Portanto, é muito importante tratar a obesidade em crianças. Quanto mais precocemente tratarmos o paciente, menor é o tempo de exposição a essa condição e menor é o risco de ele desenvolver problemas como pressão alta, diabetes e colesterol alto de forma precoce. Existem medicações para o tratamento da obesidade aprovadas para crianças, então já temos recursos para esse público também.

SNSP - As doenças cardiovasculares decorrentes da obesidade têm cura ou, uma vez adquiridas, precisarão ser tratadas por toda a vida?

DR. ANDRE FELDMAN – para responder essa pergunta, precisamos lembrar que a obesidade é uma doença crônica. Atualmente não falamos em cura, mas em controle da condição, pois, muitas vezes,[PC1] [PC2]  a pessoa perde e reganha peso seguidamente. Então, é algo que ela precisa controlar para o resto da vida.

As condições decorrentes da obesidade que aumentam o risco cardiovascular – pressão alta, diabetes e colesterol alto –, se ainda estiverem em suas fases iniciaispodem ser revertidas com a perda de peso. Por exemplo, se o paciente está em uma fase de pré-diabetes e perde peso, ele consegue regredir a condição e ficar sem medicação. Da mesma forma, a pessoa que tem uma obesidade importante e uma alteração leve no colesterol, ao perder peso, baixa os valores do colesterol e pode parar de usar remédio para o problema.

Mas, se essas condições progridem, chega um momento em que, mesmo com a perda de peso, não é mais possível revertê-las.

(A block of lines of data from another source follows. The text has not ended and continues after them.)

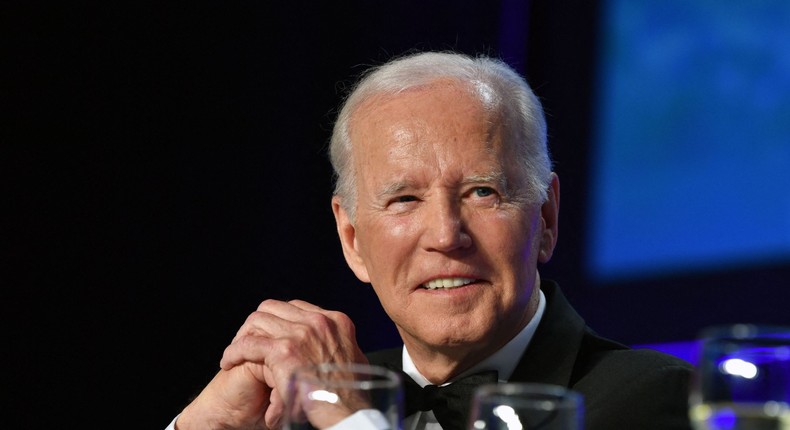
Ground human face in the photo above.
[333,82,559,362]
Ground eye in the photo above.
[473,187,494,197]
[395,196,417,203]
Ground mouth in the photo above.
[421,278,477,290]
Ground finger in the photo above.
[231,311,291,343]
[264,388,285,429]
[219,336,276,370]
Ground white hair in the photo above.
[329,52,552,221]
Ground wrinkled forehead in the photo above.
[349,79,508,152]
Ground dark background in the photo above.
[0,0,788,428]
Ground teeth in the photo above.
[423,278,475,290]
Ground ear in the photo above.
[538,172,560,263]
[332,196,370,282]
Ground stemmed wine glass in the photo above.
[467,382,584,430]
[283,363,403,430]
[689,324,790,430]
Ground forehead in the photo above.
[350,80,510,159]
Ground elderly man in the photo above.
[171,53,690,430]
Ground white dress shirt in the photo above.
[165,290,546,430]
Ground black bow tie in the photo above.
[401,370,498,430]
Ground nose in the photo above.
[423,200,472,252]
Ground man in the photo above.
[169,53,690,430]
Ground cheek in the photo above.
[359,219,416,276]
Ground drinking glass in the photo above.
[283,363,403,430]
[689,324,790,430]
[468,383,584,430]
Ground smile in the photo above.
[422,278,475,290]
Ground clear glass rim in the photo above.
[475,382,583,408]
[291,363,401,390]
[699,324,790,342]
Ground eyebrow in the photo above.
[376,171,509,199]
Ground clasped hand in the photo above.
[176,300,367,430]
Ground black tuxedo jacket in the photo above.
[368,280,692,430]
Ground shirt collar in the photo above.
[403,290,546,387]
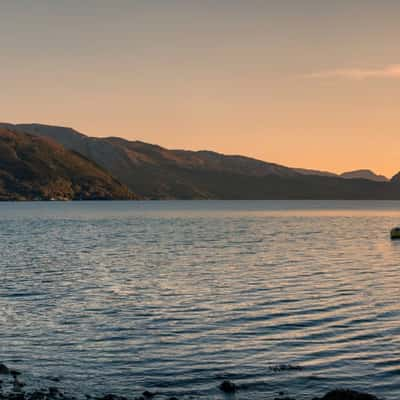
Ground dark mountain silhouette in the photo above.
[2,120,400,199]
[0,127,135,200]
[340,169,389,182]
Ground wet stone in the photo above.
[219,381,237,393]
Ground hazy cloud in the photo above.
[307,64,400,80]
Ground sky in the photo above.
[0,0,400,176]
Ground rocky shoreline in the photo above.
[0,363,379,400]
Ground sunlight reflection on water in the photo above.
[0,202,400,399]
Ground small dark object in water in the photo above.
[30,390,47,400]
[9,369,21,379]
[269,364,304,372]
[219,381,237,393]
[274,397,296,400]
[98,394,127,400]
[0,364,10,375]
[321,389,378,400]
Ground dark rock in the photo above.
[219,381,237,393]
[269,364,304,372]
[321,389,378,400]
[142,390,156,399]
[274,397,296,400]
[99,394,128,400]
[29,390,47,400]
[0,364,10,375]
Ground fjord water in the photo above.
[0,201,400,399]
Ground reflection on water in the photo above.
[0,201,400,399]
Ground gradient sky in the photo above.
[0,0,400,175]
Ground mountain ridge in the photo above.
[0,126,136,200]
[1,120,400,199]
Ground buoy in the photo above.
[390,226,400,240]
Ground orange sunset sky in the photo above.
[0,0,400,176]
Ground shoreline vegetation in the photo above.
[0,363,379,400]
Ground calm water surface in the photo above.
[0,201,400,399]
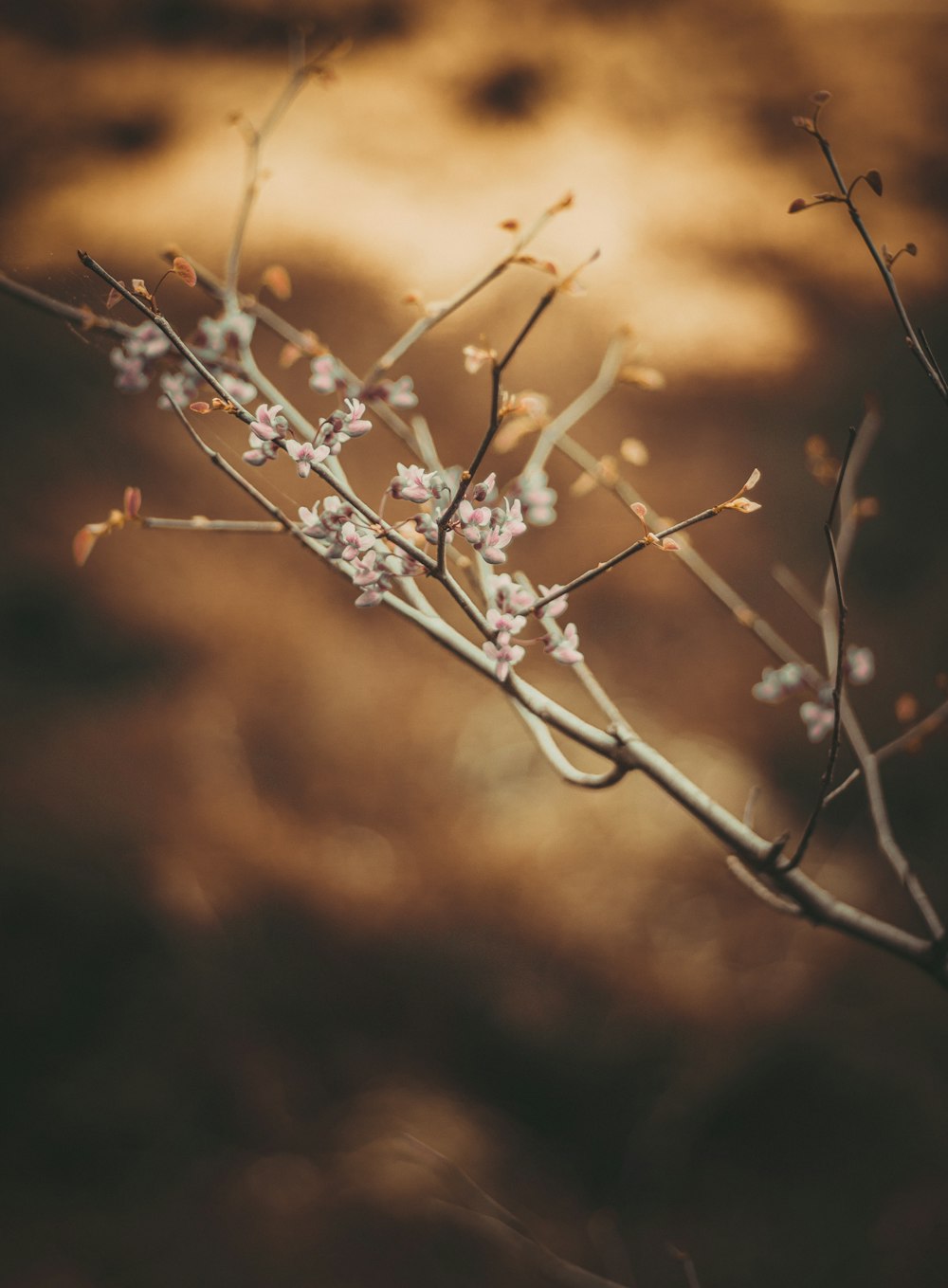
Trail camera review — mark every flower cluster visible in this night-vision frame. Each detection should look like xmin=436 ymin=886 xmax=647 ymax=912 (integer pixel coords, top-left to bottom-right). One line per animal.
xmin=510 ymin=467 xmax=556 ymax=528
xmin=108 ymin=322 xmax=172 ymax=394
xmin=387 ymin=463 xmax=527 ymax=564
xmin=299 ymin=496 xmax=421 ymax=608
xmin=481 ymin=573 xmax=582 ymax=682
xmin=751 ymin=644 xmax=876 ymax=742
xmin=244 ymin=398 xmax=373 ymax=480
xmin=453 ymin=474 xmax=527 ymax=564
xmin=109 ymin=313 xmax=256 ymax=409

Com tratamento adequado, a obesidade pode ser controlada

A obesidade tem diversas causas. Por isso, o tratamento dela consiste em uma combinação de opções e acompanhamento de profissionais de saúde.
As estratégias de enfrentamento devem ser individualizadas e pensadas em longo prazo. Uma conversa com um médico pode ser o primeiro passo para começar a buscar mais saúde e qualidade de vida.